Andererseits ist auch die Politik gefordert. In den letzten Jahren wurden im Gesundheitswesen so viele neue Gesetze erlassen wie nie zuvor. Die Regulierung nimmt laufend zu. Dies verbessert die Qualität der Medizin aber nicht, im Gegenteil: Spitalärztinnen und -ärzte der Akutsomatik verbringen heute rund 17 Stunden pro Woche allein mit den zeitraubendsten administrativen Tätigkeiten – über zwei Stunden mehr als 2013. Dies besagt eine repräsentative Befragung der Ärzteschaft im Auftrag der FMH aus dem Jahr 2022. In der Grundversorgung sieht es nicht besser aus: Gemäss einem Bericht des Obsan sahen im Jahr 2019 68 Prozent der Grundversorger den Zeitaufwand für Versicherungen und Abrechnungen als Problem an. Die Zeit, die sie mit den Patienten verbringen, wird dafür weniger. Dies und die verzögerte Einführung des ambulanten Tarifs TARDOC gehören zu den wichtigsten Kritikpunkten der ärztlichen Berufsverbände.
Kantönligeist überwinden
Die Strukturen des Gesundheitswesens müssen neu gedacht werden. Die Schweiz leistet sich ein sehr engmaschiges Netz an Regionalspitälern. Die Spitalplanung sollte sich jedoch auf grössere, überkantonale Gesundheitsräume fokussieren und den Kantönligeist überwinden.

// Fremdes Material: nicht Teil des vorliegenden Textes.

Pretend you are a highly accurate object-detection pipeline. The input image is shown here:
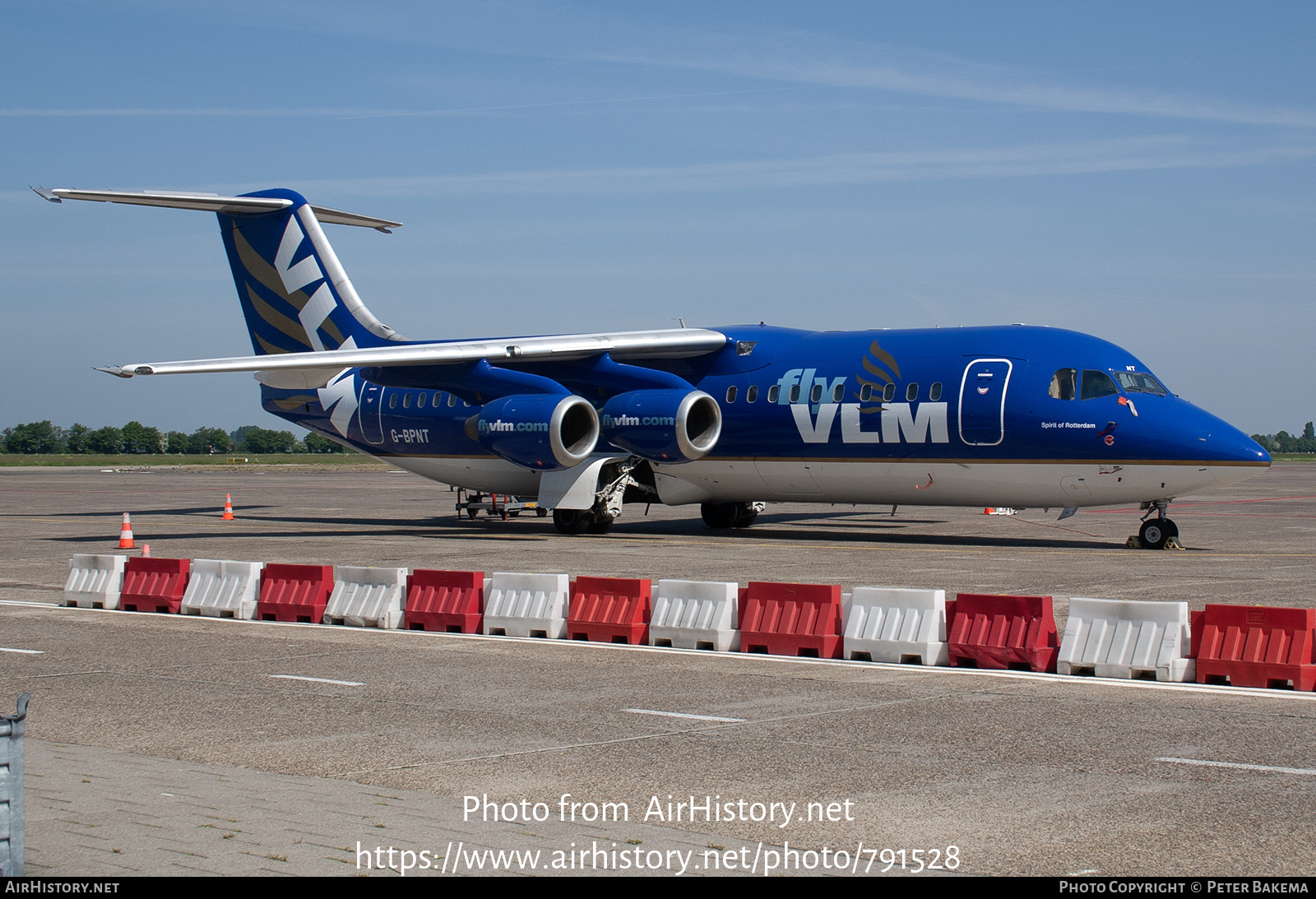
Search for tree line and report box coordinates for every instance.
[0,421,347,456]
[1252,421,1316,453]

Neue Strukturen sind auch in der Grundversorgung nötig: Es braucht vermehrt hausarztgestützte Notfall-Praxen für nicht lebensbedrohliche Fälle. Dies würde die Notfallstationen der Spitäler entlasten, so dass sie wieder ihren eigentlichen Auftrag erfüllen können. Die Kantone können solche Angebote unterstützen, indem sie entsprechende Voraussetzungen schaffen, die Partner zusammenbringen und bei der Anschubfinanzierung helfen.
Den Menschen im Gesundheitswesen zuhören
Eine nachhaltige Gesundheitspolitik konzentriert sich nicht einzig auf die Dämpfung des Kostenwachstums. Sondern sie fördert auch eine den Umständen angepasste Grund- und Spitalversorgung, die optimale Nutzung der personellen Ressourcen und eine sinnvolle Prävention. Die Politik hat es in der Hand. Sie kann die richtigen Rahmenbedingungen und Anreize setzen, um Innovationen zuzulassen und das Gesundheitswesen ohne grössere Versorgungslücken in die Zukunft zu führen. Dazu braucht es aber Mut und den politischen Willen zur Veränderung. Vor allem braucht es die Bereitschaft der Politik, den Menschen im Gesundheitswesen zuzuhören, wenn politische Ideen auf grossen Gegenwind stossen. Diese dann gegen den Willen der direkt Betroffenen durchdrücken zu wollen, kostet wertvolle Zeit, in der sinnvolle Reformen angepackt werden könnten.